The Bow-Wow pair are prolific. They have published and built an enormous amount of work in their relative short careers thus far. The sheer quantity of the work is matched by its quality. The work stems from effective, practically useful research and is aided by the growing pedagogical role of laboratories within architecture programmes. Kaijima’s own laboratory is based at Tsukuba University and is a mixture of undergraduate, masters and doctoral students. In her own words, “the university is a good kind framework for public responsibility” and this belief can be seen throughout Atelier Bow-Wow’s academic and practitioner pursuits. For Kaijima university work allows for a dedication to the design idea, meaning that architecture does not have to submit to being “business more than research”. For Atelier Bow-Wow design at the most fundamental level needs to be ”for our enjoyment, for our pleasure” otherwise in their eyes “quality will go down”.
When asked how they manage to squeeze in enough time for both practice and research Kaijima points out “Time is always continuous. When the two sets of work are close together you can get them to work a little bit easier together.” This seemingly obvious point is difficult for practitioners within the New Zealand context to grapple with as they struggle to find a way to make teaching and practice fit together within the existing framework, especially when there are many examples of foreign practitioners making research based practice work successfully.
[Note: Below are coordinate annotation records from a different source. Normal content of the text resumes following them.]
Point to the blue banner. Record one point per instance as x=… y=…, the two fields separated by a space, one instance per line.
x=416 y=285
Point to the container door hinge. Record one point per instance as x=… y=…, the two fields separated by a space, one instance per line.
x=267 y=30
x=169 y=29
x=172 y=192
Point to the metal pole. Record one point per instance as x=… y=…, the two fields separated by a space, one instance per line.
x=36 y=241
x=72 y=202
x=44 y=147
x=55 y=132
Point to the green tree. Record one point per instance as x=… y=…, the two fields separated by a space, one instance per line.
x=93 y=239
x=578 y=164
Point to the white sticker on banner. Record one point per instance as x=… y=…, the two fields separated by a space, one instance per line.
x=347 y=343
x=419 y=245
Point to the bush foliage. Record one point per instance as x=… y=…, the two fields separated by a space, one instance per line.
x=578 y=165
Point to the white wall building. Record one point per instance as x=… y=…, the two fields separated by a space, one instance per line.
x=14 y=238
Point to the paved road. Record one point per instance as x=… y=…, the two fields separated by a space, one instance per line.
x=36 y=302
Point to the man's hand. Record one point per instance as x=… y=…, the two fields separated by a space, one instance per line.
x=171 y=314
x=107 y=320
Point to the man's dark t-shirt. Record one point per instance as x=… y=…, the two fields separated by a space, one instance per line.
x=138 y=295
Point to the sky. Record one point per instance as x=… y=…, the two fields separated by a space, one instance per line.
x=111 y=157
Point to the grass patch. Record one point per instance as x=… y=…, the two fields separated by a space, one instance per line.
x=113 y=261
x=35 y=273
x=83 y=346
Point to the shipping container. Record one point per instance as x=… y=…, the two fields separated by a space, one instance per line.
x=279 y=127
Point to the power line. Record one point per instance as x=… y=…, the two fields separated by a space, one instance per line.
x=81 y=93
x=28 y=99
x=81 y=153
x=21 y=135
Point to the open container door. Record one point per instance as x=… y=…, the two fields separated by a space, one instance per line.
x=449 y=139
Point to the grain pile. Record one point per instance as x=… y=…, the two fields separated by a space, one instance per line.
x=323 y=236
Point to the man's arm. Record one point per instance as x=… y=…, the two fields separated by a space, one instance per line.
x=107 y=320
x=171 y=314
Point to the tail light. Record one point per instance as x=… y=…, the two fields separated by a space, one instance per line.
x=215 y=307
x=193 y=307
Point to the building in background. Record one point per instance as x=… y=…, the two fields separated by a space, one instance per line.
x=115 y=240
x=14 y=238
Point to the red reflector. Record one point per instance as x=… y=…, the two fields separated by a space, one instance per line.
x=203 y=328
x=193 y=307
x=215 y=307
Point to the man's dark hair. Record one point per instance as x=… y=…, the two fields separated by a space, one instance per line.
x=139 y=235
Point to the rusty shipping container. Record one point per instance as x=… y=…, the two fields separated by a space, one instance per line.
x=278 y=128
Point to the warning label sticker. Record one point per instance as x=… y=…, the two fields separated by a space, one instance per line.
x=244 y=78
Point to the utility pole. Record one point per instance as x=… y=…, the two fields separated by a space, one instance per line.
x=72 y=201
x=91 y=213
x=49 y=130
Both Tsukamoto and Kaijima teach at some of the most progressive architectural institutes in the world, such as Harvard GSD and ETH Zurich. These institutions are known for pursuing discourses that are focused on the way design is approached. This can be seen in Bow-Wow’s research into what might be thought of as evolutionary urbanism, that is, the way the city makes and remakes itself within its own laws of selection. Their investigations into small “pet architecture” showed how in-between spaces get adopted and developed in Tokyo, often resulting in quirky assemblages that don’t occur in greenfield sites, or even in less densely populated cities. Following these investigations the practice also presented speculative “pet architectures” that they envisaged, but are yet to be realised. Of course when you’re a firm that realises there can be no wasted space within the city, there is going to be a translation into the domestic realm. Within their houses every space is exploited. A lesson that is so useful for a country now that is learning to deal with urban densification. Atelier Bow-Wow teach us that while the dreams of 1/4 acre living may now be disappearing or becoming too expensive for most, we must not view being squished back towards the city as necessarily a bad thing. It forces an exciting re-imagining of what constitutes domestic space.
Behaviourology stands as a complete
reversal of the ubiquitous uniformity of style, colour, shape and volume
characterized by the International style and the subsequent decades of reticence that characterized the period following the demise of post-modernism.
Behaviourology is the title of the latest Atelier Bow Wow publication. The title of the book is defined on its very cover and gives an indisputable sense of direction for the work that is held inside. Behaviourology is a subjective field of interpretation that focuses on the study of “functional relations between behaviour and its independent variables in the behaviour-determining environment”. One could expect anthropologists and psychologists will be salivating at the prospect of such a definition. However, within the architecture field it seems to be a distinctly provocative change of direction within the global discourse. Behaviourology stands as a complete reversal of the ubiquitous uniformity of style, colour, shape and volume characterized by the International style and the subsequent decades of reticence that characterized the period following the demise of post-modernism. It sets a platform of pluralistic solutions and binds programme into a driving role in the design process. After all, our way of living and our behaviour are drawn out of what we do. It follows then that by shifting the way we behave, we gradually will change what we do. A way of living is being designed alongside the architecture, rather than simply resulting from it. Bow Wow refer to this as “behaviour-engineering”.
Bow Wow’s projects are humanist in this respect. They evaluate the role of the human within the architecture in a way that goes beyond the empirical data analysis of bigger offices such as OMA or MVRDV. They embrace more subjective facets of the brief, such as the clients dreams, personal goals and even their desire to make their pets happy. While these subjective issues could be slippery when it came to realising architecture, it seems that within each brief the pair are able to strip away what might be an obvious response to instead deliver a novel way of looking at occupation and programme.